Desdoblamiento fundante
Si bien las voces son susceptibles de orquestarse, es innegable también la autonomía de una respecto a la otra. Cada voz es bidireccional: se alimenta y enriquece de una visión dialéctica; pero, de la misma forma, se nutre de una dialógica interna con otras voces[10]. Dialéctica y dialógica expresan una doble senda orientada a un máximo de conciencia posible. Es obvio que esta senda, al encontrarse sometida a tensiones, generará bifurcaciones mediante un mecanismo que denominaremos desdoblamiento fundante.
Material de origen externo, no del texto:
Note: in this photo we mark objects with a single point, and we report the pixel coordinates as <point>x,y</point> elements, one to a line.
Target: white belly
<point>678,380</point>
En el proceso de reflexión encontramos apoyos a este concepto de desdoblamiento fundante, entre ellos el enfoque de la experiencia del estado naciente de Francesco Alberoni y la visión del deseo mimético de Girard.
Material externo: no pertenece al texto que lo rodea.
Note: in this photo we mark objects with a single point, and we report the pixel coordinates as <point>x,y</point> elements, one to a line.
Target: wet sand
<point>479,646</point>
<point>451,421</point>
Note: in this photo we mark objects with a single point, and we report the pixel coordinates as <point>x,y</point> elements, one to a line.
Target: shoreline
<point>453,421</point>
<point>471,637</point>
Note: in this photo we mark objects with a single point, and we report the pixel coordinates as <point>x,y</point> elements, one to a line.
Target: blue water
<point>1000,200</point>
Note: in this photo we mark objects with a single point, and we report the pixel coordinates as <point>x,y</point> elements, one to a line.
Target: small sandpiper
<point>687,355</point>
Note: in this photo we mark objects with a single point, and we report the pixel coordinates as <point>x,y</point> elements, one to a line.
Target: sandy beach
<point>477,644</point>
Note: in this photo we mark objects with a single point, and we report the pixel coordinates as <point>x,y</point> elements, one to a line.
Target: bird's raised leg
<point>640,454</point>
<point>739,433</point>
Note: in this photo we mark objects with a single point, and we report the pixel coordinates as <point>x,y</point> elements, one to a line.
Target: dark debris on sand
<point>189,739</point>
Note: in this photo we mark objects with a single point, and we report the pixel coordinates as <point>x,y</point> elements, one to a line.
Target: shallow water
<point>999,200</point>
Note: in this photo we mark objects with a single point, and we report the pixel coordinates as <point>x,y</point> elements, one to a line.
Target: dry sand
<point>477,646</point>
Pero antes de caracterizar esos apoyos, cabe exponer algunas variantes en el desdoblamiento. Una primera variante de desdoblamientos conduce a la dicotomía moderno/posmoderno. Lo moderno deviene en posmoderno. En el desdoblamiento moderno/posmoderno el segundo polo de la dicotomía apuesta a la diferencia, marginando y olvidando el problema de la alteridad.
Voces europeas
El desdoblamiento fundante representa la otra variante; en ella la diferenciación se dirige a un despliegue en donde la dialéctica se desdobla en dialógica; es el caso de los planteamientos de Bajtín y Morin[11]. Por el momento sólo los indicaremos; después expondremos el sustento del desdoblamiento fundante en las visiones alberoniana y girardiana. Si para Alberoni (1983: 500-501) el estado naciente, detonante del movimiento, comporta la idea subyacente del desdoblamiento fundante, se trata de un desdoblamiento cuya bifurcación obedece a la experiencia naciente. Ésta es indicada por el sociólogo italiano en los siguientes términos:
La racionalidad implica convertir en problema explícito todo lo que en el estado naciente se tiende a superar de golpe, pero el punto de apoyo de esta racionalidad existe en el propio estado naciente como tensión entre realidad y contingencia, doble pertenencia, desdoblamiento de los dos planos, de los que no puede eliminarse ni el uno ni el otro, porque esta duplicidad es la naturaleza misma del estado naciente. En la postura alberoniana, la problemática del desdoblamiento se resuelve mediante el mecanismo de reconocimiento, el cual es promotor de fusión.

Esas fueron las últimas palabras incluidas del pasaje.